Reason: The particles in the sinusoidal traveling wave perform SHM.
A) Both Assertion and Reason are correct and Reason is the correct explanation for Assertion
B) Both Assertion and Reason are correct but Reason is not the correct explanation for Assertion
C) Assertion is correct but Reason is incorrect
D) Assertion is incorrect but Reason is correct

Answer 1

Solution

Potential energy of deformation of a spring element can be related to the position of the string element. A sinusoidal wave function’s amplitude or frequency remains the same even if the position of the wave is changed. The sinusoidal oscillation of a mass on a spring is one of the best examples to understand simple harmonic motion.

Complete step-by-step solution:
We are provided with an assertion and a reason.

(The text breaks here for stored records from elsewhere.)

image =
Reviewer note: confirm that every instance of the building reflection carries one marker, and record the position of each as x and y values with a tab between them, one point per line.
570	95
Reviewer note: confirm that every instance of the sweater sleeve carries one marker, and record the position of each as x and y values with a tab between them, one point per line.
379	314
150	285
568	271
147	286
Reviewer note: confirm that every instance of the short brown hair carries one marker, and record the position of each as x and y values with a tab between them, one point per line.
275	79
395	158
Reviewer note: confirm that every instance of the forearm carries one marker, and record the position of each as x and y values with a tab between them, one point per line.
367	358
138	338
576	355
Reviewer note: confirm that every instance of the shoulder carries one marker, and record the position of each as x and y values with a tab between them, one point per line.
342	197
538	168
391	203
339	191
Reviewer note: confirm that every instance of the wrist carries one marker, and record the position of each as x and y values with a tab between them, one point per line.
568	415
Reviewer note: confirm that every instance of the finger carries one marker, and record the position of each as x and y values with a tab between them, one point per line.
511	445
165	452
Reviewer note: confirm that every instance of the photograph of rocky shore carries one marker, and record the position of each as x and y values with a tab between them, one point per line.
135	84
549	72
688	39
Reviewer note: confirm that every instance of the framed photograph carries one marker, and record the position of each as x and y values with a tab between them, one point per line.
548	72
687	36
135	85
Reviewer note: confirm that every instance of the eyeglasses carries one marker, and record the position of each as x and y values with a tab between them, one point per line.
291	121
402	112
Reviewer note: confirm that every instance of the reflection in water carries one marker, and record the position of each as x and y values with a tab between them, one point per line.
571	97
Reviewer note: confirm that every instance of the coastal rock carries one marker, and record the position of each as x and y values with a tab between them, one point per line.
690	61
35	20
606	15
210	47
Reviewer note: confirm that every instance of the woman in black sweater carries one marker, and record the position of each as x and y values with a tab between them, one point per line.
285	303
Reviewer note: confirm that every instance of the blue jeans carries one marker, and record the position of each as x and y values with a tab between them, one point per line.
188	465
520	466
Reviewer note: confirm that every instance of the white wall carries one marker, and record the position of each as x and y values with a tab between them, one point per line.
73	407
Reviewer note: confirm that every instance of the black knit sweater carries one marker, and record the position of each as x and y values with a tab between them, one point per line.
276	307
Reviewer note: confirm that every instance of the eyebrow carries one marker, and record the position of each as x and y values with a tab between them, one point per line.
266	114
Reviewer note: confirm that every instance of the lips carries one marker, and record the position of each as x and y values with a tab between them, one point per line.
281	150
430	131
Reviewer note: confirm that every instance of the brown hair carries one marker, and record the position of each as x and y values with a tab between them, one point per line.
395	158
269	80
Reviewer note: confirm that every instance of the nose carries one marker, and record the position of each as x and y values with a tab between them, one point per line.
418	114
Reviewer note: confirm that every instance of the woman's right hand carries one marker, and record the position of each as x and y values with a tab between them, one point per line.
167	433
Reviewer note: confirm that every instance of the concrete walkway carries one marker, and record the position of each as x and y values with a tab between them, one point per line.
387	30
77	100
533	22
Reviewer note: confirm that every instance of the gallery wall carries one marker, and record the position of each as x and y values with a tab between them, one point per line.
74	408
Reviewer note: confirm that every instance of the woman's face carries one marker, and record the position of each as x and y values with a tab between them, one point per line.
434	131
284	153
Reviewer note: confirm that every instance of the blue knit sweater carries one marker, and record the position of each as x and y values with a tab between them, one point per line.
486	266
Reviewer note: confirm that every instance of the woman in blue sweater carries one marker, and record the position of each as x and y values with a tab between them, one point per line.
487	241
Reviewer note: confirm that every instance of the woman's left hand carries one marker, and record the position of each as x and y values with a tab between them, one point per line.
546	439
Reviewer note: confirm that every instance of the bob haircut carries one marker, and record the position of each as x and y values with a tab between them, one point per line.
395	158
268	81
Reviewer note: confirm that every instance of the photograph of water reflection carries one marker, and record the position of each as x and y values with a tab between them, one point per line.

We are required to find if the assertion as well as the reason are correct and if the given reason is the correct explanation of the assertion. The assertion in the question states that: In a sinusoidal traveling wave on a string, the potential energy of deformation of the string element at extreme position is maximum. The reason is that the question states that: The particles in the sinusoidal traveling wave perform SHM. Let us check if these statements are true.
A spring-mass system is one of the best examples of simple harmonic motion. Simple harmonic motion can be defined as a special type of periodic motion in which the restoring force tends to bring back a particle to its equilibrium position and has a magnitude proportional to the distance of the particle from its equilibrium position. If we release a mass from a spring of a particular spring constant, the mass executes simple harmonic motion. The mass tries to deform the spring, but a restoring force pushes it back to its equilibrium position. It is to be kept in mind that the potential energy of a spring element can be calculated at any given position of the spring, whether it be the equilibrium position or an extreme position. Oscillation of the mass can be expressed as a sinusoidal wave. The general expression for a sinusoidal wave is given by
$y(x,t)=A\sin (kx-\omega t+\phi )$
where
$y(x,t)$ is the sinusoidal wave
$A$ is the maximum amplitude
$\omega$ is the angular frequency
$x$ is the spatial coordinate
$k$ is the wavenumber
$t$ is the time at which the wave is recorded
$\phi$ is the phase constant
Now, let us change the spatial coordinate of the wave and see if the equation of wave changes or not. Suppose
$x={{x}_{0}}$
where
${{x}_{0}}$ is another spatial coordinate
The sinusoidal wave equation of oscillation for this spatial coordinate can be written as:
$y({{x}_{0}},t)=A\sin (k{{x}_{0}}-\omega t+\phi )$
where
$y({{x}_{0}},t)$ is the sinusoidal wave
$A$ is the maximum amplitude
$\omega$ is the angular frequency
${{x}_{0}}$ is the spatial coordinate
$k$ is the wavenumber
$t$ is the time at which the wave is recorded
$\phi$ is the phase constant
It can be concluded from the above expressions that the sinusoidal wave oscillates with the same amplitude and frequency, even when spatial coordinates are changed.
Since potential energy is directly proportional to the square of spatial coordinate, the amplitude, and frequency of the sinusoidal equation of potential energy to remain the same, at any given point of consideration. It needs to be noted here that phase differences can happen.
Hence, the given assertion is incorrect.
Also, since all the particles of the sinusoidal wave travel with the same amplitude and frequency all the time, it can be said that these particles execute simple harmonic motion always.
Hence, the given reason is correct.
Therefore, the correct answer is option D.

Note: The relation between potential energy and spatial coordinate is given by
$P.E=\dfrac{1}{2}k{{x}^{2}}$
Students can perform the calculation by writing potential energy in a waveform and perform necessary calculations, to see for themselves, that potential energy oscillates with the same amplitude and frequency at any point of consideration, even though there is a change in phase.